Zgotowałyście kibicom spore emocje. Mocny początek sprawiał wrażenie, że rozbijecie rywala, a tymczasem było zgoła inaczej. - Generalnie powiem tyle, był to pierwszy mecz. Pierwszy przed własną publicznością. Na pewno jakiś tam mały stres był. To jest normalne. Wynik końcowy jest jednak korzystny dla nas. Na pewno były błędy, które trzeba wyeliminować. Sądzę, że mecz mógł się jednak podobać. Brawa dla nas za tak wysoką wygraną. Już teraz jednak o tym zapominamy. Czeka nas następny rywal.

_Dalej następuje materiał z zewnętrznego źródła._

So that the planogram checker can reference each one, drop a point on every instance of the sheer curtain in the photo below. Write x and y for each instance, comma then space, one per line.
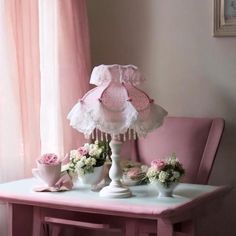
44, 61
64, 56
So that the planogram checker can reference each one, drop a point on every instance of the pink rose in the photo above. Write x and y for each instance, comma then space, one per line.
83, 151
158, 164
49, 159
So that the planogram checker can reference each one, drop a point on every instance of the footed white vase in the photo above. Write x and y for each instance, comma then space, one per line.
164, 191
92, 178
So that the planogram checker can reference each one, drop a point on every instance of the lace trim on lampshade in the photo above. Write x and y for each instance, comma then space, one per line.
119, 73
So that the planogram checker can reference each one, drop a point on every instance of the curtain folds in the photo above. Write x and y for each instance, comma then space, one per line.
45, 63
65, 67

Trener gości Marek Płatek powiedział, że uczulał swój zespół w przerwie, że rzucicie się na Olkusz zaraz po wznowieniu. Zrobiłyście to, a rywalowi nie udało się tej nawałnicy przetrzymać.
- Zespół z Olkusza walczył do momentu kiedy miał jeszcze siły. W pewnej chwili było bowiem widać po zawodniczkach, że te siły gdzieś tam ubyły. My biegałyśmy cały czas na tym samym poziomie. Skład mamy wyrównany, trener dokonywał zmian. To przyniosło pozytywny efekt. Zespół SPR-u tych zmian nie miał i wyglądało to tak jak wyglądało. Ten wynik to jest właśnie ta różnica między pierwszą ligą a ekstraklasą? - Każdy mecz jest inny. Nie chcę tutaj mówić o różnicy między ekstraklasą a Olkuszem. Oglądałyśmy ich mecze z innymi zespołami. Do pewnego momentu SPR z każdym zespołem nawiązywał równorzędną walkę. Sądzę, że może trochę tego doświadczenia zabrakło, nie chcę jednak tutaj wyrokować. Brawa dla nich za walkę, bo walczyły i chwała im za to. Spodziewałyście się, że to spotkanie tak będzie przebiegać mając na uwadze tę pierwszą połowę? - Generalnie na pewno nie zakładałyśmy jakiegoś tam wyniku. Nie przychodziłyśmy do szatni i nie mówiłyśmy ile się skończy czy coś takiego. Wiedziałyśmy, że czeka nas ciężki mecz, że gramy pierwszy raz przed naszą publicznością. Każda chciała się zaprezentować z jak najlepszej strony. Przede chcieliśmy z trenerem jako zespół pokazać, że warto przychodzić na nasze mecze. Mam nadzieję, że tych kibiców będzie coraz więcej. Z tego miejsca wszystkich zapraszam. Spełniam też w tym momencie prośbę Gosi Stasiak i serdecznie ją pozdrawiam. Czeka was teraz starcie z chorzowskim Ruchem. Jest to mimo wszystko inna ekipa niż rok temu. - Ja już to wcześniej mówiłam, że do każdego meczu podchodzimy tak samo. Jedziemy do Chorzowa grać o wygraną, bo generalnie po to się trenuje, żeby wygrywać. Sądzę, że trener odpowiednio nas przygotuje i tak, aby wywieźć stamtąd dwa punkty. Ruch sezon zaczął niezbyt dobrze. Jest więc szansa to wykorzystać. - Każdy mecz jest inny. Chorzów będzie chciał zapewne tak samo jak my wygrać u siebie. Spodziewam się zatem bardzo zaciętej rywalizacji.